Les arabesques se moquent de moi, mais je n'y prête pas attention, trop heureuse de sortir de cet infirmerie beaucoup trop vide. Enfin, je vais pouvoir me rendre utile !
Mais alors que je file dans un grand couloir, je m'arrête, perdue. Je n'ai aucune idée d'où je suis dans le palais, et pour cause : lorsqu'on m'a amené à l'infirmerie, j'étais inconsciente. Et le chemin qu'à emprunté Zack pour aller sur le balcon était différent de celui-ci...Est-ce qu'il est possible que l'architecture du palais se modifie d'elle-même?
Confuse, je reprends ma marche plus lentement. C'est malin, j'ai l'air bête maintenant... Les arabesques des murs prennent un malin plaisir à se déformer pour imiter une image de moi peu flatteuse. Je me retourne, agacée par leur puérilité.
- Bon, ça suffit, maintenant ! Dis-je aux dessins. Vous ne pourriez pas m'indiquer la route, au lieu de vous moquer de moi !?
Elles me répondent par un visage doré tirant langue.
Tant pis. C'est bizarre : quand on est arrivé, l'endroit grouillait de rongeurs et de fées en tout genre, et là, personne.
Je finis quand même par croiser un garde, planté devant une petite porte en bois. C'est un elfe, à en juger par ses oreilles pointues. Il a d'étrange dessins noirs à peine visibles sur les joues...ce sont peut-être des tatouages. Peu importe.
- Excusez-moi...je commence en m'approchant timidement. Je cherche la Grande Cour...
Évidemment, il me regarde sous son casque comme si j'étais une arriérée. Sans rien dire, il se met en mouvement et s'éloigne lentement de la porte pour partir dans le couloir.
Comme je ne sais pas s'il me montre la route ou s'il s'éloigne juste de moi parce que je le dérange, je le suis.

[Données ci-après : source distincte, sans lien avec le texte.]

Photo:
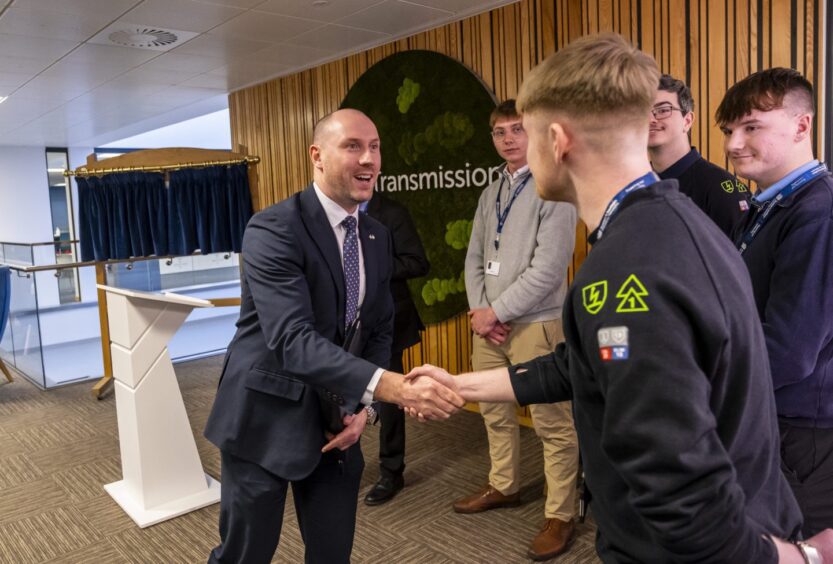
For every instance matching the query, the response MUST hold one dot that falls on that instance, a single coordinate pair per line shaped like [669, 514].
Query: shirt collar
[517, 175]
[335, 213]
[773, 190]
[678, 168]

Nous longeons des jardins, puis des couloirs interminables, avant d'arriver devant une porte en chêne.
Le garde s'avance, puis l'ouvre en grand. Fleur et Selena Lhor sont en pleine discussions avec des gardes et mes amis sont occupés à s'entraîner avec des épées en bois dans une grande cour sableuse. Je les salue du haut de l'escalier en pierre sur lequel la porte s'est ouverte.
- Heu...bonjour...je lance, gênée.
Ils se tournent brusquement vers nous, surpris puis heureux.
- Aurore, heureuse de te revoir parmi nous ! S'exclame la reine tandis que Maye, Zack et Athénaïs me saluent d'un geste de la main.
D'abord soulagée, je remarque que les yeux de Maye-Lie et Athénaïs font des allers-retours entre le garde et moi sans rien dire. Moi qui m'attendais à des retrouvailles chaleureuses...
- Vous êtes de la même famille ? Finit par lancer Athénaïs.
- Non, pourquoi ?
Je me tourne vers le garde, intriguée, mais il a déjà disparu. Mes sourcils se haussent tous seuls : c'est décidément un étrange personnage.